A potential Git workflow for research databases

Written on December 30, 2014

Updated on 2015-01-21. I’ve written an updated (2015-03-13) version here

These are my thoughts on a potential Git workflow for research databases, in particular for my own PhD dataset. I’m still in the process of developing the workflow and will likely tweak it as time goes on.

Workflow for managing a research database and associated files

There are two basic rules:

  • Only edit and work on files in the develop or dev branch.
  • Use the master branch as the go-to for the “stable” version of the dataset and to use for your analyses, but not to edit them.

There are again two possibilities for following this rule:

  • (Complex) Whenever data needs to be used, switch to the master branch using git checkout master and afterwards switch back to the dev branch (git checkout dev).
  • (Simple) Create two folders in your dataset folder: a master folder and a dev folder, where only the branches specific to those folders are used. This allows for a physical, tangible separation between development and stable datasets.

When files, data, or code do need to be worked on, work in the dev folder and commit to the dev branch. To make sure that commits and the version control history are clean, create a goal for what needs done and work toward that goal. Once a goal has been created, there are two options for committing into the history:

  1. (Complex, though potentially cleaner) Create a temporary branch while in the dev branch specific to the goal. This branch could either be named temp or a name relevant to the goal (eg. cleaning or data-input) using the command:

     git checkout -b temp # Or cleaning, etc.
     # As files get changed, use the commands:
     git add filename1 filename2 # etc
     git commit # Type out a detailed commit message

    All work and commits will be specific to the goal.

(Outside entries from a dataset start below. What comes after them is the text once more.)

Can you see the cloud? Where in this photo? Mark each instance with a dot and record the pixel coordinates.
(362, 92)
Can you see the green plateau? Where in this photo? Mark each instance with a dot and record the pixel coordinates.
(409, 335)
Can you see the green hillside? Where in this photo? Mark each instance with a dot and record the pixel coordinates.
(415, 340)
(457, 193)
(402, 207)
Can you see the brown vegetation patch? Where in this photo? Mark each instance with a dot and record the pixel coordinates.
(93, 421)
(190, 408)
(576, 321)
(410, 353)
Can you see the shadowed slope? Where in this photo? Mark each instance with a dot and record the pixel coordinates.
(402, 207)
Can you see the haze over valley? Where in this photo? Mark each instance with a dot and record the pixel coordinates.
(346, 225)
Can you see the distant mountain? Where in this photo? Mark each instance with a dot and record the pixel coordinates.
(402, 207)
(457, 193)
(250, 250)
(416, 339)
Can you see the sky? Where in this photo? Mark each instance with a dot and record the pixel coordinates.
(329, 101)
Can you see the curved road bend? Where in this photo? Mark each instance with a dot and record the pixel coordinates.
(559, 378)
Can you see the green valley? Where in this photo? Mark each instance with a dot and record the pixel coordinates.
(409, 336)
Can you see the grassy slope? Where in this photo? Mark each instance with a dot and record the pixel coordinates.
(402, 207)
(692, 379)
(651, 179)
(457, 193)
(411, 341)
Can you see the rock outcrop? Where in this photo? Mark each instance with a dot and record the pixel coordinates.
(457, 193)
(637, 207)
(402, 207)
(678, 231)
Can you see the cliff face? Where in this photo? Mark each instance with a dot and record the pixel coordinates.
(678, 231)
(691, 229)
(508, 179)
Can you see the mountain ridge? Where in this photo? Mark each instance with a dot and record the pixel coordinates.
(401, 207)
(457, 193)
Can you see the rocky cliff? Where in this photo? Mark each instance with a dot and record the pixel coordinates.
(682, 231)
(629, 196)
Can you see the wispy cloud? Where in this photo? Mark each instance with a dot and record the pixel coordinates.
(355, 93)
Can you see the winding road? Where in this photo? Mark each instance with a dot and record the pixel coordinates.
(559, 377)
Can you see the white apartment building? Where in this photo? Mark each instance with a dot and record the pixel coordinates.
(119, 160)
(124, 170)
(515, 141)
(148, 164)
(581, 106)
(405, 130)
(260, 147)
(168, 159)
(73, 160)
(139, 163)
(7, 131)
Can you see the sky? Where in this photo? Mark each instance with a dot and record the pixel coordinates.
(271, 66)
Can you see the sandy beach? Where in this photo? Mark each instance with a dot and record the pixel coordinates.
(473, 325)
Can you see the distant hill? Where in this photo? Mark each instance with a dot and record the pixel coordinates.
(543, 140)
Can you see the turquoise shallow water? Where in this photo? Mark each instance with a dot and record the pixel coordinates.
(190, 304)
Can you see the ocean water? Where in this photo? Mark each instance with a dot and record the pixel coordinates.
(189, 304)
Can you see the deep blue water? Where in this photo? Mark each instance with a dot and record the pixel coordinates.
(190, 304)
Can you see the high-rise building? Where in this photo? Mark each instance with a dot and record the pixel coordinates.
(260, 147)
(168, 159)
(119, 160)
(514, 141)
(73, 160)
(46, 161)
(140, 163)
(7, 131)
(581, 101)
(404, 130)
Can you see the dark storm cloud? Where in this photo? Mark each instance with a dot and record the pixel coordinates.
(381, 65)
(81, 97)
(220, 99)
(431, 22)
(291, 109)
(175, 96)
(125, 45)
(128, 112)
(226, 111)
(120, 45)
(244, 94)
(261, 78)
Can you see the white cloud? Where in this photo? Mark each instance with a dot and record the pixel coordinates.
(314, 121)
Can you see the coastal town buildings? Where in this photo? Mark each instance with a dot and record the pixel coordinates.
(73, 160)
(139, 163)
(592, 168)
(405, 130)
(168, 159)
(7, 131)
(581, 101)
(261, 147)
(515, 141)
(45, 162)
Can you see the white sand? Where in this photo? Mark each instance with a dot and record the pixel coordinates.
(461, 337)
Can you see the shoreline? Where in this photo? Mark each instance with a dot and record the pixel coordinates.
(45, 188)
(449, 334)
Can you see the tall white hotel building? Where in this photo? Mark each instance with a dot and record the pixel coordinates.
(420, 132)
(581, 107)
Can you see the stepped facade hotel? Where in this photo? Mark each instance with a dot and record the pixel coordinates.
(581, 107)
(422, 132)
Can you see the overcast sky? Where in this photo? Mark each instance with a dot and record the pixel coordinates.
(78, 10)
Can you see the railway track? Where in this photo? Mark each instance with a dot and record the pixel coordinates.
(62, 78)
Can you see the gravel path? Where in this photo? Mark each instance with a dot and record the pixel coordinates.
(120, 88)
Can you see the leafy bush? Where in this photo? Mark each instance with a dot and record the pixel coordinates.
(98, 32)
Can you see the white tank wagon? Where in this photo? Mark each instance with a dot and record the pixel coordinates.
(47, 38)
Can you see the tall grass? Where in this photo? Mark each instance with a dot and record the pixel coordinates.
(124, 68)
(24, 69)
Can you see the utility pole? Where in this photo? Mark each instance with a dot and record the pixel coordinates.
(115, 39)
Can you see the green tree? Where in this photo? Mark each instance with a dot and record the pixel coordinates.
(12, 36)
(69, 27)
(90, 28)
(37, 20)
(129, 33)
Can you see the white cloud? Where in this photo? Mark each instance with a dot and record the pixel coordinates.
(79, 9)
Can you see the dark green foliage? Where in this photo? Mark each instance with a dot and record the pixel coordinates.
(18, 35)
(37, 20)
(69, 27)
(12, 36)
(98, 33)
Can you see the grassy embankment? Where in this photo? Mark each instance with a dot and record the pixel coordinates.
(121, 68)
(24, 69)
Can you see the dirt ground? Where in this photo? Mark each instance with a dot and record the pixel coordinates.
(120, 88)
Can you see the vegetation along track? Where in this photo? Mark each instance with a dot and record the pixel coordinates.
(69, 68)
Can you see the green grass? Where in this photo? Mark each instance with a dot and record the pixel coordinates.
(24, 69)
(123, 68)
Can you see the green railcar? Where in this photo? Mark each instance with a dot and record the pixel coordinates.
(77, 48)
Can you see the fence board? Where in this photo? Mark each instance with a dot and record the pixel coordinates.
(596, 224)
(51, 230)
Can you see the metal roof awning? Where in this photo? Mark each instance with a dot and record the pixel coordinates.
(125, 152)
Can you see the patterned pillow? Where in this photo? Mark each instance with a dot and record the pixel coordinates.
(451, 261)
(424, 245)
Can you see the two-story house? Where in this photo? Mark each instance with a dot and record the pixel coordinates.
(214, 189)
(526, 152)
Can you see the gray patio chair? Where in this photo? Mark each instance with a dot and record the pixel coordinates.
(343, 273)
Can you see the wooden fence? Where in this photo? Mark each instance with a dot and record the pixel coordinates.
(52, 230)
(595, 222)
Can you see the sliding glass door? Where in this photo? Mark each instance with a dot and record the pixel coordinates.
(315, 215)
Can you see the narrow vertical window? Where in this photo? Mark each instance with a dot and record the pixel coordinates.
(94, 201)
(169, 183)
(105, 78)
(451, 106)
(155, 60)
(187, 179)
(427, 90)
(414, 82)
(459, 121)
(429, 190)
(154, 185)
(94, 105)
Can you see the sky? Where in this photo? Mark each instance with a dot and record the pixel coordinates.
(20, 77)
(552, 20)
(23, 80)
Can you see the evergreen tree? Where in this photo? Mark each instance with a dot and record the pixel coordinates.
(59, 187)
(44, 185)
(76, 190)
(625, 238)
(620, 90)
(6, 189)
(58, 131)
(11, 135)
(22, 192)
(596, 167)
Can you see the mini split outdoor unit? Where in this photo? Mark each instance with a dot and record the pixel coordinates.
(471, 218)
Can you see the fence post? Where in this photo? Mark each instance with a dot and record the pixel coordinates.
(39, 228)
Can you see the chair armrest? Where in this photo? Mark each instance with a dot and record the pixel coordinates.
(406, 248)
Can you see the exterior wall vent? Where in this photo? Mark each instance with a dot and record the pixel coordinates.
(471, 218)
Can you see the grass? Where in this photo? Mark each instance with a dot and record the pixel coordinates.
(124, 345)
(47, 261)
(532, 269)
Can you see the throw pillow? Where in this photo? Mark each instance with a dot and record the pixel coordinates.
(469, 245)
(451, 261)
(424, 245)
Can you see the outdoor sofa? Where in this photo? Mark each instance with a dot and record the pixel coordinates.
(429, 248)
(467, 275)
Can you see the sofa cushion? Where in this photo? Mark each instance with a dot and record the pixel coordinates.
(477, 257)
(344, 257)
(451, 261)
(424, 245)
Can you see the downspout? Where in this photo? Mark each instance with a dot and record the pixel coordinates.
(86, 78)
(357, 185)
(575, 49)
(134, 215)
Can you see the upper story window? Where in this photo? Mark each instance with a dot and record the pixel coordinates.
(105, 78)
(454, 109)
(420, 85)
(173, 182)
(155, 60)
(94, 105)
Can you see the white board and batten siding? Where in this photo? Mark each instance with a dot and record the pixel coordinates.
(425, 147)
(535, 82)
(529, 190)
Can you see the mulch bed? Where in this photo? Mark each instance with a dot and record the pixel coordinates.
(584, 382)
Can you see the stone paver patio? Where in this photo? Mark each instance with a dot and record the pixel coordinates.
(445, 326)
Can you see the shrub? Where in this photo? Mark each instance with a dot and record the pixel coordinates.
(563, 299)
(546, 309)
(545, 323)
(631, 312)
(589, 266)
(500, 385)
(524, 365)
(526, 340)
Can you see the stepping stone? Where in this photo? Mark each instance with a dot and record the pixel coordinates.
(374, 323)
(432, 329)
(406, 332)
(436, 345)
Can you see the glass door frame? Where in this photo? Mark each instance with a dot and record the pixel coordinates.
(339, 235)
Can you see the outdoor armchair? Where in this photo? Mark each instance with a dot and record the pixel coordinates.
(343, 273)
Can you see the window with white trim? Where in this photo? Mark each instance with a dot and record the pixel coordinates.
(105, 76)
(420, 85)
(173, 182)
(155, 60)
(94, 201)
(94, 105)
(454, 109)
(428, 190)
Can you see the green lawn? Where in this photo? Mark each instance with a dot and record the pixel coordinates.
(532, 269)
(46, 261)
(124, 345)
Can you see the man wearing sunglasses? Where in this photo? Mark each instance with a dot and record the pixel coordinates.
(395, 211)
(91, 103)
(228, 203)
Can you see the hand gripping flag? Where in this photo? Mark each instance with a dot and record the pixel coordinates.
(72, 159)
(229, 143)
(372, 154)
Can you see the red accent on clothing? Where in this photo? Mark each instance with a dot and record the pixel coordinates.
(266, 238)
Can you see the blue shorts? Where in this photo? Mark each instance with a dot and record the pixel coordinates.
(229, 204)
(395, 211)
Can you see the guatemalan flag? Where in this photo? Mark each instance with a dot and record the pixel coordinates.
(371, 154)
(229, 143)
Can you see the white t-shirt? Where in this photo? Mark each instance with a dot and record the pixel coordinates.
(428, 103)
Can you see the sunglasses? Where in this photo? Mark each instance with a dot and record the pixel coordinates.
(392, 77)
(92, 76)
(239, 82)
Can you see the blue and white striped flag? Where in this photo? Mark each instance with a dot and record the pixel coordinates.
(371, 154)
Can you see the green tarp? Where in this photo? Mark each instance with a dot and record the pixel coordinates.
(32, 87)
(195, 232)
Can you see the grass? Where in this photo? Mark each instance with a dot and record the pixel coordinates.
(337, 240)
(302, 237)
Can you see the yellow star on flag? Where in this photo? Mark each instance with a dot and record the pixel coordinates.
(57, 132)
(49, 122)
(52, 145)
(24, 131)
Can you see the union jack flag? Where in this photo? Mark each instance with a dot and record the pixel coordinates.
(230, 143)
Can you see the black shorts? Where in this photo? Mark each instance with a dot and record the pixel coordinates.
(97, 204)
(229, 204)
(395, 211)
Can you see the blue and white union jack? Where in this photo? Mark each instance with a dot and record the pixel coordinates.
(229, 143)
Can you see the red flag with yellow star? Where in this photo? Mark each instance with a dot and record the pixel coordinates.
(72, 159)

  2. (Simple, though potentially messier) Add and commit to the dev branch, making sure that the commits are as clean and focused on the goal as possible. The only commands needed are:

     git add filename1 filename2 # etc
     git commit # Type out a detailed commit message

Only files specific to the goal should be committed into the git history. Given that caveat, make sure to commit often enough that the commits have a clear goal and a descriptive message.

Note: If 1) directly above is implemented (via a temp branch), the commands to use to bring the changes into the dev branch would be:

git checkout dev # You are on the cleaning, etc. branch
git merge --no-commit --squash cleaning # Or data-input/etc
git status # Make sure the files you changed are changed
git commit --all # This will commit all the changed files

Type out a descriptive commit message on generally what was changed and why they were changed. If you no longer need the temp branch, run:

git branch -d temp # Or cleaning, etc.

For either 1) or 2), whenever you run the command git commit, a text editor will open up, where you can type out a detailed commit message, using the format:

Brief, short description on the first line

Then, expand on this next line, going into what you changed, why you changed it. Be descriptive and detailed here. You can write as much as you like. It is really important that you explain yourself and the changes for other people who will be using the dataset. Note the space between the first line and the more detailed paragraph.

Anytime work has been done on the dataset, push (upload) the dev branch to the central online location (called origin) where everyone can access your changes (ie. commits) using the command:

git push origin dev

Note: For now, only let admins merge the dev branch into the master branch, using:

    git checkout master
    git merge --no-ff --no-commit dev
    git commit
    git tag -a tag_name -m "Detailed msg explaining diff with last tag"
    git push origin tag_name

I’ll be updating this as I work out what the best workflow is for my research databases.